Die Fachgesellschaft habe seit Monaten darauf hingewiesen, dass die veröffentlichte Darstellung von angeblich erheblichen freien Intensivbetten-Kapazitäten ein falsches Bild vermittle, das nicht der Realität entspreche, sagt Hasibeder. „So etwas wie freie Intensivbetten gibt es schon zu ‚normalen‘ Zeiten kaum, und schon gar nicht während einer Pandemie.“ Dass es nach der bedrohlichen zweiten Welle jetzt neuerdings so eng wird auf den Intensivstationen – und den aktuellen Prognosen zufolge noch belastender werden wird – sei nicht Folge fehlender Vorsorge der Intensivmediziner und Spitäler, kritisiert der Experte die Politik. Das System könne sehr viel kompensieren, „nicht zuletzt durch den enormen Einsatz der Kolleginnen und Kollegen. Aber irgendwann dekompensiert es dann. Die ÖGARI hat wiederholt davor gewarnt, dass eine solche Situation eintreten könnte“, betont Markstaller.
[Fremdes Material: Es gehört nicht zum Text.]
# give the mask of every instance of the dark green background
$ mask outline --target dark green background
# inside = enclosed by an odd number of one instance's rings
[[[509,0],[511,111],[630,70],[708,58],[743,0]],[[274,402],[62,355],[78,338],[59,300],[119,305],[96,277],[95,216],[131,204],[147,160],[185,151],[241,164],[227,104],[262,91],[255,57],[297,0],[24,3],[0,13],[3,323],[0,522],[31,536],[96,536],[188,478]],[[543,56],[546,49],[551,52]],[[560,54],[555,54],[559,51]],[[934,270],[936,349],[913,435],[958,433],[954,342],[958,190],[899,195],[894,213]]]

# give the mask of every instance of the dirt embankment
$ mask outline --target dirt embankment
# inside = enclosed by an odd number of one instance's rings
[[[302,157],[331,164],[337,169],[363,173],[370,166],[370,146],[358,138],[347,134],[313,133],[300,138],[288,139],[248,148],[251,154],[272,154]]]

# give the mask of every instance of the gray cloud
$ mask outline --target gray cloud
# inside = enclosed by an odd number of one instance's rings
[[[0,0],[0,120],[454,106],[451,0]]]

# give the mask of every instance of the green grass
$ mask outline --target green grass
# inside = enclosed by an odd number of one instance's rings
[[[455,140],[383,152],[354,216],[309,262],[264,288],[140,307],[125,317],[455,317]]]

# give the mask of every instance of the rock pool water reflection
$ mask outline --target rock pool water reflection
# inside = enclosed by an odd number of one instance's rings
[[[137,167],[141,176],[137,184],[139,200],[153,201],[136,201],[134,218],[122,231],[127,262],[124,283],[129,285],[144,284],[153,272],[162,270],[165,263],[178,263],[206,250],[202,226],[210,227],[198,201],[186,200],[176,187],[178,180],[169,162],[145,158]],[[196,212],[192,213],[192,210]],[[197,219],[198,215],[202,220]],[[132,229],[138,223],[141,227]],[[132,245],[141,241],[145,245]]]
Gesundheitsminister Rudi Anschober (Grüne) blieb am Dienstag einmal mehr bei Appellen an die Bundesländer als Spitalsträger: „In der Ostregion ist die Situation bereits dramatisch. In den westlichen Bundesländern – mit Ausnahme von Vorarlberg – zeigen die Auslastungszahlen von einem deutlich geringeren Niveau ausgehend nun auch steil nach oben. Hier werden vielfach bei anhaltenden Steigerungen in ein bis drei Wochen ebenfalls Akutsituationen entstehen.“ Es brauche daher rasch eine Notbremsung zur Absenkung der Infektionszahlen in allen acht Bundesländern, die nicht wie Wien länger bremsen. Anschober übt indirekt aber auch Kritik am Koalitionspartner ÖVP: „Dafür kämpfe ich seit zwei Wochen. Wir brauchen eine Notbremsung. Die Tage rund um Ostern sind die letzte Chance für entsprechende Beschlüsse. Die ersten Schritte sind erfolgreich getan. Aber jetzt drängt die Zeit.“ (rüm)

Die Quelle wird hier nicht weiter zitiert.